Other private equity groups, Cavanagh says, serve as mezzanine debt lenders. Mezzanine debt—a middle layer of debt between equity and senior debt (which has the highest claim on the assets of the company, should it be liquidated)—includes interest on debt and warrants that convert into equity ownership. When a private equity firm acts as a mezzanine lender, it makes part of its return when the company pays interest on the loan. It makes the rest of its return when the company buys back—or when it exercises—its equity option. Mezzanine debt is typically structured with a scheduled balloon payment of principal that’s funded by company resources, a sale, or a refinance.
A private equity or venture capital group might also create a payment in kind (PIK) investment. In a PIK, the investor typically receives preferred stock with a fixed interest rate. The business owner doesn’t pay the interest in cash; instead, the interest converts into additional stock, which is paid off when the company is sold. The investor may also negotiate the right to demand payment if the company fails to meet certain financial tests or isn’t sold within a set period of time. “They can force the company owner to buy back their interest at a price formula agreed upon in advance,” says Matthew Knopf, a partner at Dorsey & Whitney.
Those arrangements, however, are departures from the most common private equity model in which a private equity firm invests in a company and gets actively involved in the way it’s run. The investors plan to improve the firm through injections of capital, partnerships with other firms, or adjustments to the firm’s operations. Then, within five to seven years, the private equity group sells its interest and returns the profit to its investors.
Structured this way, a private equity investment can offer a business many benefits. The first and most important, of course, is the money. A private equity deal can allow a firm to fund new research and development, stores, distribution, and hiring, all of which could fuel growth that would be all but impossible without that investment.

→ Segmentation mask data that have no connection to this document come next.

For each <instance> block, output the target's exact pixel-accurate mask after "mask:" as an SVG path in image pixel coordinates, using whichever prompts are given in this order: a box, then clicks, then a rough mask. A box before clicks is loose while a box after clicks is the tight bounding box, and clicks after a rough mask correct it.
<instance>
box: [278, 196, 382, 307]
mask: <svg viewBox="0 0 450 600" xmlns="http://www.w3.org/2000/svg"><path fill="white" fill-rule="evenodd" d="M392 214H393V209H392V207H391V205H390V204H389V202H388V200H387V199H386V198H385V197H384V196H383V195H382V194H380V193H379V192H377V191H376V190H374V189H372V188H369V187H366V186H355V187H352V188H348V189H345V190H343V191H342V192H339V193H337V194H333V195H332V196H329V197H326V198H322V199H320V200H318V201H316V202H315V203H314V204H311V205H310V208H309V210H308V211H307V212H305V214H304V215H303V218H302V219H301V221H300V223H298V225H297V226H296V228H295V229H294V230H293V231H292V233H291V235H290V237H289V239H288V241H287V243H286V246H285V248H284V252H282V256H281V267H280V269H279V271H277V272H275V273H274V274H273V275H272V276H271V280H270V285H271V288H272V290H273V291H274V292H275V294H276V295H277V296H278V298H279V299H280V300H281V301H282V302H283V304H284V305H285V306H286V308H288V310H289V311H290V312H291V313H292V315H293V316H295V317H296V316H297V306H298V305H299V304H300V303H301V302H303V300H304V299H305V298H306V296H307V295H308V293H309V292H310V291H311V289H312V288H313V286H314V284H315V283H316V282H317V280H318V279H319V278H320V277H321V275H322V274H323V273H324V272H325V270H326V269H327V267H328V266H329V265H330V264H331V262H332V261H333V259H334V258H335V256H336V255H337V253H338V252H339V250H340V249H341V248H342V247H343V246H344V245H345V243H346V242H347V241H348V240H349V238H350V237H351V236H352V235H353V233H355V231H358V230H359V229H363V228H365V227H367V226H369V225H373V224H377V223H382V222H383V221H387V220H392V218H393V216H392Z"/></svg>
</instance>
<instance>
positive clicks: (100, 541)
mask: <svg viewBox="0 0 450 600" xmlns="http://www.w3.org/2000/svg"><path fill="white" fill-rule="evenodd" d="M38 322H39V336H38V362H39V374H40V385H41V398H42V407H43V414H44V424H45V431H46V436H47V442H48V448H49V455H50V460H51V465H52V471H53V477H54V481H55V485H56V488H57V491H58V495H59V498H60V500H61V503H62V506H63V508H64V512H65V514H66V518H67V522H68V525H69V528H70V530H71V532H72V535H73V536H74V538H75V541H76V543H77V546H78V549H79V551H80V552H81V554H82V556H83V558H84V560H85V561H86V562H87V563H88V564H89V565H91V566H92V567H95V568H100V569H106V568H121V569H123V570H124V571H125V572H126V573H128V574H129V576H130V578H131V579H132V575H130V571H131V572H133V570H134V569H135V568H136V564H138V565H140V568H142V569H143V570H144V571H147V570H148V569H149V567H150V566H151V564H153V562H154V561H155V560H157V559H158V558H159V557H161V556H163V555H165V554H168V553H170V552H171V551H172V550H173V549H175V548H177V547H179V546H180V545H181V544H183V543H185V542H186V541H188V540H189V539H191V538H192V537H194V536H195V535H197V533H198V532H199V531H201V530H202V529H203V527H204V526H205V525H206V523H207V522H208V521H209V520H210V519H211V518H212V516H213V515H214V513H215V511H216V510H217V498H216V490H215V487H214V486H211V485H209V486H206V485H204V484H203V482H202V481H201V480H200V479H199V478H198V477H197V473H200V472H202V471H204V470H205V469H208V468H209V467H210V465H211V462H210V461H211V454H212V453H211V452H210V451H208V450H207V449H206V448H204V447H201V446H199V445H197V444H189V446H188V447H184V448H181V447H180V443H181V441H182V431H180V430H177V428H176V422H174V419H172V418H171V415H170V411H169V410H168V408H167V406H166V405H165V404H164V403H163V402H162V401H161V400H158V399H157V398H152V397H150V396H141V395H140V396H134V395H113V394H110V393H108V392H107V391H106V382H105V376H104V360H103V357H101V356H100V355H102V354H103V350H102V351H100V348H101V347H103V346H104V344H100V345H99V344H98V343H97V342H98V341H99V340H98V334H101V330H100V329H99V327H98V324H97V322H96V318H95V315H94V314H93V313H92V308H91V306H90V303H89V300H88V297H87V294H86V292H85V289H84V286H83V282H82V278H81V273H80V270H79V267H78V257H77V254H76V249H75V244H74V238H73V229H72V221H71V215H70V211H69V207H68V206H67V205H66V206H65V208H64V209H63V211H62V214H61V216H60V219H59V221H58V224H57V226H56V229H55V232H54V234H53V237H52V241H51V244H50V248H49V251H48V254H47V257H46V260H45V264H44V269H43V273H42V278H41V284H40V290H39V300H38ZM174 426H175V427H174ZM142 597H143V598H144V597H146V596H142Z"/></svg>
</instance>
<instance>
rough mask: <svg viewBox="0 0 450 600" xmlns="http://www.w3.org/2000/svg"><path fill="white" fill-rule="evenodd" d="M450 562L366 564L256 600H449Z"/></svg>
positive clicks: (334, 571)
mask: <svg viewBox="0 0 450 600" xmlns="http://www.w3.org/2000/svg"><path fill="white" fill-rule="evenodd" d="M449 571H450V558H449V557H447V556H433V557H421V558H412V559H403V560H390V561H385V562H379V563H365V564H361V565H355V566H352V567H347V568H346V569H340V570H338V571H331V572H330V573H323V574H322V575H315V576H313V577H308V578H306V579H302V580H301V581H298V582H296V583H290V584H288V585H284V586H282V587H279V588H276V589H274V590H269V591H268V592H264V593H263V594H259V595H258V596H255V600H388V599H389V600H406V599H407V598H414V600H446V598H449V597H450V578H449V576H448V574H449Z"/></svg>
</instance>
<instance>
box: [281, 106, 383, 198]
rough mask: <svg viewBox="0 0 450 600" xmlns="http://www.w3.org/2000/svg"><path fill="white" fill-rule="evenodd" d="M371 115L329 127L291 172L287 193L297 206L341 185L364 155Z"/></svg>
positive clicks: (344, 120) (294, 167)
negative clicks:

However, majority owners must feel comfortable with the other things these investors bring to the company. A private equity group can serve as a mentor to the company’s majority owner. It might introduce the company to new consultants and employees, or offer relationships with other companies it owns. “There’s a forced management-consulting approach that gets layered on top of the money,” Kampe says. “For some, that’s a burden. They just want to run their business; they don’t want the other stuff. For others, this is great—now they have guidance and a sounding board. They’re not alone anymore.”